The Myth of Defensive Medicine Costs

From MIKE KING

The standard refrain of opponents to comprehensive health care reform efforts, like Obamacare, is that one of the major drivers of escalating medical cost is defensive medicine practices caused by fear of lawsuits. Fix that and you’ll move a long way toward keeping health costs from escalating, or so the theory goes. The science to back up this claim has never been borne out.  Yet Red State legislatures — including Texas and Georgia — dutifully bought the wisdom of conservative think tanks in recent years and enacted tort reforms making it more difficult to file, as well as limiting the amount of damages plaintiffs can win in medical malpractice lawsuits. Now we have some additional studies that these news laws haven’t really made much of a difference in terms of controlling costs. Today’s New York Times Upshot reports about it.

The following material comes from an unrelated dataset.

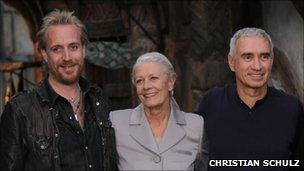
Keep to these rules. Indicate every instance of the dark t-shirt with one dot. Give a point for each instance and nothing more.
(272, 129)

When you talk about rising health care costs you have to deal with, among other things: an aging population in need and demanding care for chronic illnesses;  new, more sophisticated medical technologies that replace cheaper, less expensive diagnostic tools;  the high-cost of recovering research expenses by overcharging for new drugs to the market; a reimbursement system that pays physicians more for ordering tests and procedures than it does for keeping patients well; and the 20-25 cents on the premium dollar that goes to profit, marketing and administration of commercial health insurance plans. The fear of malpractice, no doubt, is another factor. But it is chump change. And when you hear it come up in serious policy discussions, it is more than likely just a way to distract you from the serious issues this country still faces in making health care affordable.

Mike King is a retired health policy reporter, editor and columnist for The Atlanta Journal-Constitution. He is the author of “Diversion,” a book about how large public hospitals have become the safety valve for the nation’s highly profitable $3 trillion a year health care economy. The book — as viewed through the experience of Atlanta’s Grady Memorial Hospital — is expected to be published next year.